A cat? Addie blinked, wondering if she was still seeing things. But the cat remained where it was, standing directly in front of them in the middle of the sandy corridor. It was a ginger, and it sat tall, proud and calm, its tail wrapped around its paws. It had yellow-gold eyes, and they peered at Adelaide steadily.
“We’re definitely close,” said Nero. “The Asim guard the gateway between our two worlds. Only the dead are allowed beyond this point.”
 
; Adelaide looked from the cat to Nero and back again. Her heart rate sped up. “Only the dead?” What exactly did he mean by that?
Slowly, Nero looked down at her. “I can go anywhere, Adelaide.” He smiled easily, but there was something off about the smile. Alarm bells sounded somewhere distantly, barely close enough to be heard. “So you needn’t worry.” He took off his suit coat and tossed it on the ground beside his feet. Then he rolled up his sleeves as if preparing for a fight. His wristwatch glinted on his left wrist, and that was the hand he offered her.

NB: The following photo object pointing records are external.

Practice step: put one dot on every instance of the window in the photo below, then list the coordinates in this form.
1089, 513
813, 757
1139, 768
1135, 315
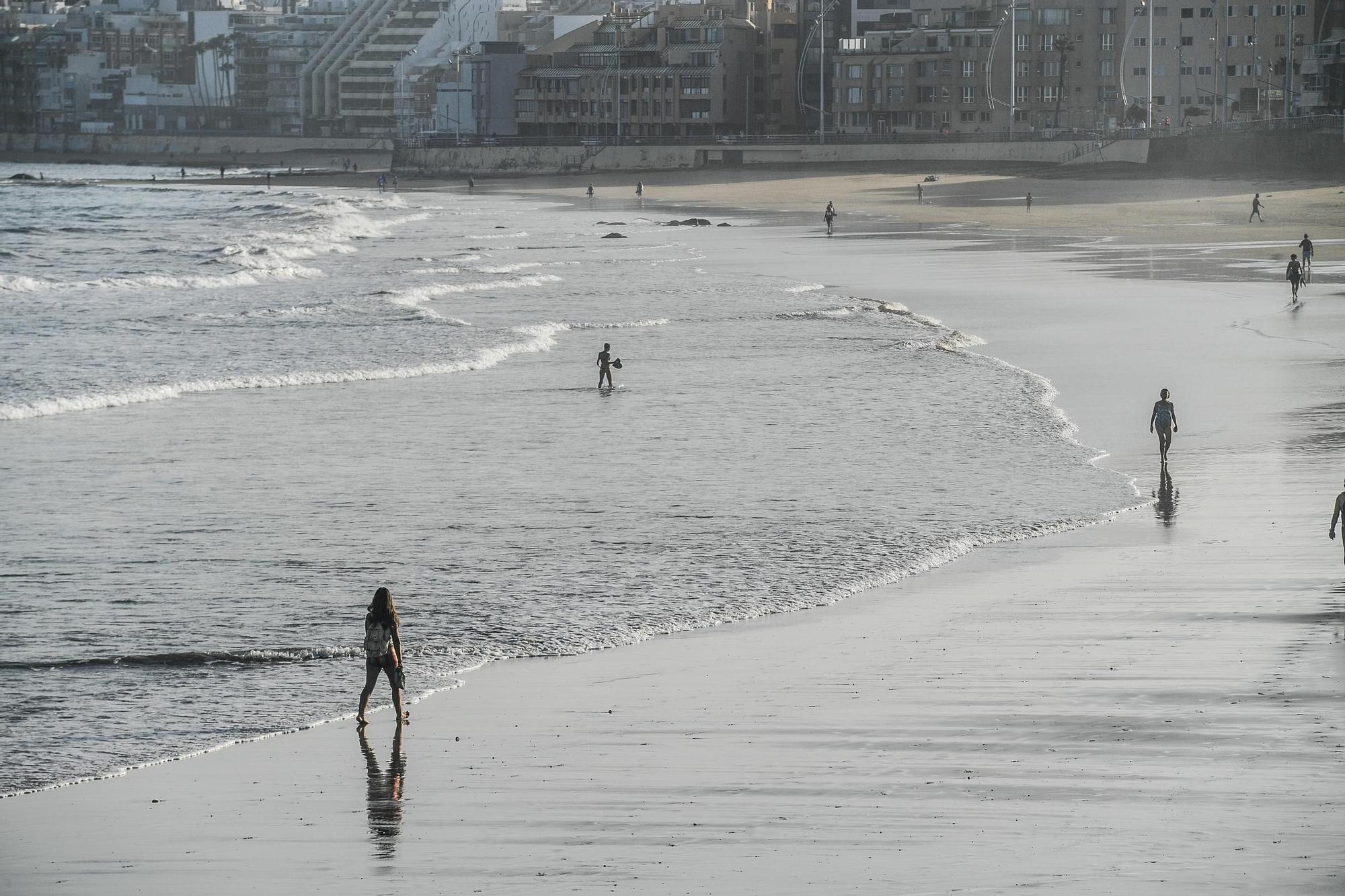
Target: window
696, 85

He held it out toward her, palm up. “Just hold on tight,” he said.
There was no turning back now. God only knew where she actually was at that moment. Underground somewhere? The hieroglyphs would hint at Egypt, but she knew of no location where tunnels went on forever like this underground in Egypt.
She’d been transported away from a land that just plain shouldn’t exist – the Nightmare Realm – and into another one that was just as unnatural and strange. And now she felt like she was about to head straight into the belly of the beast. But again – there was no turning back. It was just too late.
So she put her hand in his, tried not to let it show when she felt the familiar static charge move from him into her, and gritted her teeth when that feeling engulfed her completely. It was stronger than before, charging up her neurons to the point of pain.
“It will pass,” Nero told her. “The strongest spells require sacrifice.”
She watched him with building trepidation as he raised the wrist of his free hand, opened his mouth, and bared long, sharp, white fangs.
Oh shit! Addie instantly tried to pull away, a knee-jerk reaction to seeing a man, even a strikingly handsome man, suddenly grow incisors that only predatory mammals should own. But Nero’s grip on her hand tightened fast, a steel grip she had no hope of escaping. He turned his head, pinning her with stark green eyes that began to heat up, glowing from within. “Stop fighting, Adelaide,” he commanded calmly.